On Monday, the North Carolina Department of Public Instruction improperly denied a public records request filed by dozens of concerned citizens, making it more difficult for the public to learn which member of Superintendent Mark Johnson’s staff illegally snooped on a retiree’s personal text messages.
The citizens are seeking computer inventory records which would reveal who got former K-3 Literacy Director Carolyn Guthrie’s MacBook Air after she retired.
Guthrie turned in her DPI-issued laptop when she retired in 2017 but neglected to log out of her iCloud account. More than a year later, a text message between Guthrie and another former DPI employee was intercepted and used by Superintendent Mark Johnson as pretext for cancelling a multimillion dollar K-3 reading assessment procurement.
The superintendent has maintained ignorance about how the text message was obtained, stating in a sworn deposition last fall that a paper copy of the text message was slid under the door of Deputy Superintendent Pam Shue by an anonymous whistleblower. Johnson has mocked allegations of impropriety with references to his “elite squad of ninjas.”
In DPI’s denial of the public records request, Director of Communications Graham Wilson claimed that the requested computer inventory records were confidential personnel records:
“The requested asset information is confidential pursuant to N.C. Gen. Stat. §§ 126-22, -24 and thus not subject to disclosure. The Department is consequently prohibited from releasing such information.”
The statute Wilson cited falls under The Privacy of State Employee Personnel Records, which protects certain sensitive personnel information from being openly available to the public.
That information doesn’t include inventory numbers of computers.

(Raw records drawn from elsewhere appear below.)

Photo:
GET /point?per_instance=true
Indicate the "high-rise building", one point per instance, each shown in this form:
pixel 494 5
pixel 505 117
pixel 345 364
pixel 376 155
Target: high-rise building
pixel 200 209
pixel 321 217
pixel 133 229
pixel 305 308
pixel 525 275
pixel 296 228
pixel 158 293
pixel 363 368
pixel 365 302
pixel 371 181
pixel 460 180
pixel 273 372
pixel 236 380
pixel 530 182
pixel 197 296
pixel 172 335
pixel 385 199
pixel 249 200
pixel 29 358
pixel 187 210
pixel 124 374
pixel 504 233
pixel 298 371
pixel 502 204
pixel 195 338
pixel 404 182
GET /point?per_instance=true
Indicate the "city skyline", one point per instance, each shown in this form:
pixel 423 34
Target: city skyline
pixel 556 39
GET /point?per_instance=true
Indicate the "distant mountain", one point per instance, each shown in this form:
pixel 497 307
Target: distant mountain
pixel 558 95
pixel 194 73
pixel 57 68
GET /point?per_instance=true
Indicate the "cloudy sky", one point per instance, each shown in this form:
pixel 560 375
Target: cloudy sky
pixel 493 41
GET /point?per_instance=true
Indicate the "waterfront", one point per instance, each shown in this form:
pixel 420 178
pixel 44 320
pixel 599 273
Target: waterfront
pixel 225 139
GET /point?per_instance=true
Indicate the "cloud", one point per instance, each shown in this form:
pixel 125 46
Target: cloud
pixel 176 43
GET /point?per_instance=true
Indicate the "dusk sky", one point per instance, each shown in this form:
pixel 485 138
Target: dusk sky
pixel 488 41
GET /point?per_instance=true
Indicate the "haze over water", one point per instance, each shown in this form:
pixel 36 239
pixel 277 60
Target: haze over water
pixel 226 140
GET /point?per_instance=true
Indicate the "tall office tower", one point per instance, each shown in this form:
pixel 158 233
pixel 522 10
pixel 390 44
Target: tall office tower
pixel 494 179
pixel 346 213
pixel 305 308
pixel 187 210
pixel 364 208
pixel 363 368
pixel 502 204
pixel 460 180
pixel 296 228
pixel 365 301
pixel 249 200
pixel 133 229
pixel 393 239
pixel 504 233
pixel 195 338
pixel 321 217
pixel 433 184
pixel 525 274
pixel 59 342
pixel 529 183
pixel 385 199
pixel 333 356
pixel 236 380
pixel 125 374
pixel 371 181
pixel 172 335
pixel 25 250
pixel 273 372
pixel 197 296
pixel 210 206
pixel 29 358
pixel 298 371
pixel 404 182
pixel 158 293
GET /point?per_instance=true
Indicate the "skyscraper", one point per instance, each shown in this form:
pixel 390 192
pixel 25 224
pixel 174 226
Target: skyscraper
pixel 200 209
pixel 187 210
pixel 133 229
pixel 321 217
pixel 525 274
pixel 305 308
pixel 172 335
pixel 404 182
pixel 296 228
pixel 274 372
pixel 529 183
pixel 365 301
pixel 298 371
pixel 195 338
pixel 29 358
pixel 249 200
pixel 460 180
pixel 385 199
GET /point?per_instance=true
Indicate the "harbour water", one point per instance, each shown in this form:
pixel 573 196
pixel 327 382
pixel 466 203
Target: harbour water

According to Dr. Brooks Fuller, Director of the NC Open Government Coalition, public agencies often try to stretch the personnel exemption to fit anything about an employee. However, the North Carolina Supreme Court has already affirmed that protected personnel information is only information that: 1) is collected by the government employer; 2) for a purpose enumerated in the statute. Those protected purposes are: application, selection, promotion, demotion, transfer, leave, salary, contract for employment, benefits, suspension, performance evaluation, disciplinary actions, and termination.
Dr. Fuller told me, “The question of whether a public employee was assigned a specific publicly funded device does not, in my opinion, meet any of these statutory reasons for exemption. I think this is likely an attempt by DPI to extend the reach of the statute beyond its natural and plain meaning.”

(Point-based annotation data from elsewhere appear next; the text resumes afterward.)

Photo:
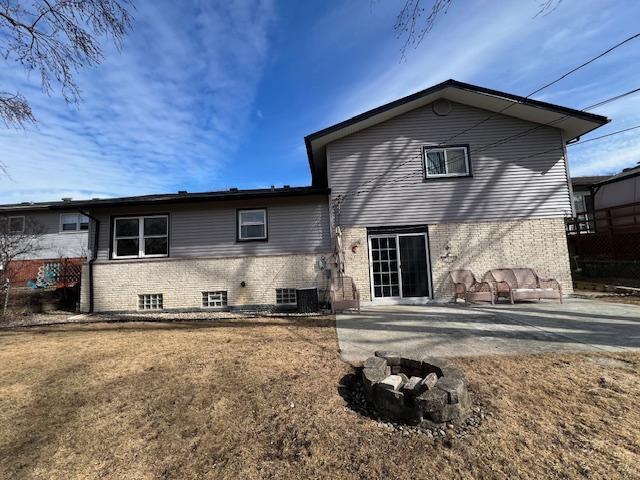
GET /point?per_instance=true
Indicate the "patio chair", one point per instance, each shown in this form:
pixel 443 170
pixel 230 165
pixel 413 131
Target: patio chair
pixel 344 294
pixel 469 288
pixel 524 284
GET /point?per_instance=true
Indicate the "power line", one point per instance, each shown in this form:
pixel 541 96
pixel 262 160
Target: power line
pixel 357 190
pixel 559 119
pixel 609 100
pixel 603 136
pixel 588 62
pixel 554 149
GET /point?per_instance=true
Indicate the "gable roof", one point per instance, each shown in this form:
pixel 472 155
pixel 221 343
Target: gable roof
pixel 588 181
pixel 575 124
pixel 180 197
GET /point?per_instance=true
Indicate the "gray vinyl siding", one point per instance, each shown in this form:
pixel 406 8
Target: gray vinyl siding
pixel 295 225
pixel 384 165
pixel 53 244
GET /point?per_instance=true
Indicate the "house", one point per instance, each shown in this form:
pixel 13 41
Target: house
pixel 604 236
pixel 454 176
pixel 582 191
pixel 59 234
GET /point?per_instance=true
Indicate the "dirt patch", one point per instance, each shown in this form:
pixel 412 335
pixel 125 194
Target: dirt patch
pixel 259 398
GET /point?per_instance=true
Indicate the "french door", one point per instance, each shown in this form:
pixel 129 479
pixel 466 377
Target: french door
pixel 399 266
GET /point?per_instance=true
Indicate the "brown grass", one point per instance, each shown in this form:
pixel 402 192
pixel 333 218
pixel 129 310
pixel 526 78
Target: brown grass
pixel 259 399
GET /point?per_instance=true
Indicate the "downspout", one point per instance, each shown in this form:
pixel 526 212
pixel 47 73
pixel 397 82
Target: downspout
pixel 94 255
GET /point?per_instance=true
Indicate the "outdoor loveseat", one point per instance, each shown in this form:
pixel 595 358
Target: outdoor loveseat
pixel 469 288
pixel 523 284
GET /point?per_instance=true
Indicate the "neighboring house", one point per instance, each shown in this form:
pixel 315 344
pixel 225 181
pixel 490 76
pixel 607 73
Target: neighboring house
pixel 604 236
pixel 62 235
pixel 582 192
pixel 454 176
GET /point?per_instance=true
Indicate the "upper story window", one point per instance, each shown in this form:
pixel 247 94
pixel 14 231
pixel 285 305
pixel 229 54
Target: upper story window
pixel 73 222
pixel 252 224
pixel 135 237
pixel 450 161
pixel 13 224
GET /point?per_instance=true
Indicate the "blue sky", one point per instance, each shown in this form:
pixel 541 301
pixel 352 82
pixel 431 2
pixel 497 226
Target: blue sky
pixel 209 95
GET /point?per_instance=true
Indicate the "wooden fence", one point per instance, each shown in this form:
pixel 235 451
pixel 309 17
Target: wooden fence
pixel 606 233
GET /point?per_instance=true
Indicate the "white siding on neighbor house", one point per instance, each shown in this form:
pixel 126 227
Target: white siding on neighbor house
pixel 297 224
pixel 53 243
pixel 386 162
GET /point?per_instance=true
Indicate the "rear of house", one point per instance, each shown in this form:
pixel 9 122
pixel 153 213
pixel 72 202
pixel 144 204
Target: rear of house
pixel 454 177
pixel 249 249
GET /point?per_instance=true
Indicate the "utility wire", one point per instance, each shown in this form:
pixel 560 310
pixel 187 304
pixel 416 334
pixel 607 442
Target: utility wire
pixel 603 136
pixel 588 62
pixel 358 190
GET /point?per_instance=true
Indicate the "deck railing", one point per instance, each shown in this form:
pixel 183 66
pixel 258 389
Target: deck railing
pixel 620 218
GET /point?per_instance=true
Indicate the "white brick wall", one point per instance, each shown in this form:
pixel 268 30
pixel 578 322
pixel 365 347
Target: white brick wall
pixel 479 246
pixel 356 260
pixel 117 284
pixel 540 244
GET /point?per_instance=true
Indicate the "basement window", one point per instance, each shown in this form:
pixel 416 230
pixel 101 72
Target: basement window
pixel 150 301
pixel 450 161
pixel 214 299
pixel 139 237
pixel 285 296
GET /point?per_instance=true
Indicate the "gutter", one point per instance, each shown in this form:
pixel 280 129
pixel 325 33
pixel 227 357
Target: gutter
pixel 94 255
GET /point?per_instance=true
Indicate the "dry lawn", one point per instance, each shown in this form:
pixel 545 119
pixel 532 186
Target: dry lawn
pixel 247 399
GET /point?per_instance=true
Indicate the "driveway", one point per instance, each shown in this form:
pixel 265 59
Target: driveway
pixel 455 330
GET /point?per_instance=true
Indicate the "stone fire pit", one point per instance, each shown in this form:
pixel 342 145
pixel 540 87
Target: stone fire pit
pixel 414 390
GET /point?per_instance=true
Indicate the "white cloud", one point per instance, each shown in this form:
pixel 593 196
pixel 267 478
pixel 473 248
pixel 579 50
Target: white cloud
pixel 167 111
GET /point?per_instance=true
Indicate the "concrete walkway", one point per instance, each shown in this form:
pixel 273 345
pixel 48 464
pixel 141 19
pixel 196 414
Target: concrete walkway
pixel 457 330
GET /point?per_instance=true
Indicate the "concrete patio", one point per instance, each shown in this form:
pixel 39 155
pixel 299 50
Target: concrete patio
pixel 578 325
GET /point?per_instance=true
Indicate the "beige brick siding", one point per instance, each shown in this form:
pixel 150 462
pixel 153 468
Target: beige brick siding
pixel 356 259
pixel 540 244
pixel 182 281
pixel 479 246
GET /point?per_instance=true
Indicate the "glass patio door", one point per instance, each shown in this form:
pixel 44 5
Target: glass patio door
pixel 399 266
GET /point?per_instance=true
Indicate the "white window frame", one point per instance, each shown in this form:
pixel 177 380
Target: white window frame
pixel 241 224
pixel 211 298
pixel 282 295
pixel 78 222
pixel 150 301
pixel 24 224
pixel 464 148
pixel 141 237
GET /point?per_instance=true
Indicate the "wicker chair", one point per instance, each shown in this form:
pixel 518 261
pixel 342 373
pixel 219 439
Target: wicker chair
pixel 469 289
pixel 344 294
pixel 524 284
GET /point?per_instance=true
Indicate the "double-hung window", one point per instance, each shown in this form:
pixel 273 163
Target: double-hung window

The Department of Public Instruction seems to be working very hard to keep the public in the dark about what really happened with Carolyn Guthrie’s personal communications. That shouldn’t surprise anyone who has paid attention to DPI’s practices regarding public records under Mark Johnson’s leadership. It’s especially unsurprising at this point in time, considering that Johnson’s primary for Lieutenant Governor is right around the corner.
Hypothetically speaking, if Johnson himself had direct knowledge of criminal behavior occurring under DPI’s roof, and if he lied about that in a sworn deposition, this would be a really inconvenient time for such details to come to light.
Of course, North Carolina’s public records law doesn’t include a bad political timing exemption–just as it doesn’t include an exemption for those computer inventory records.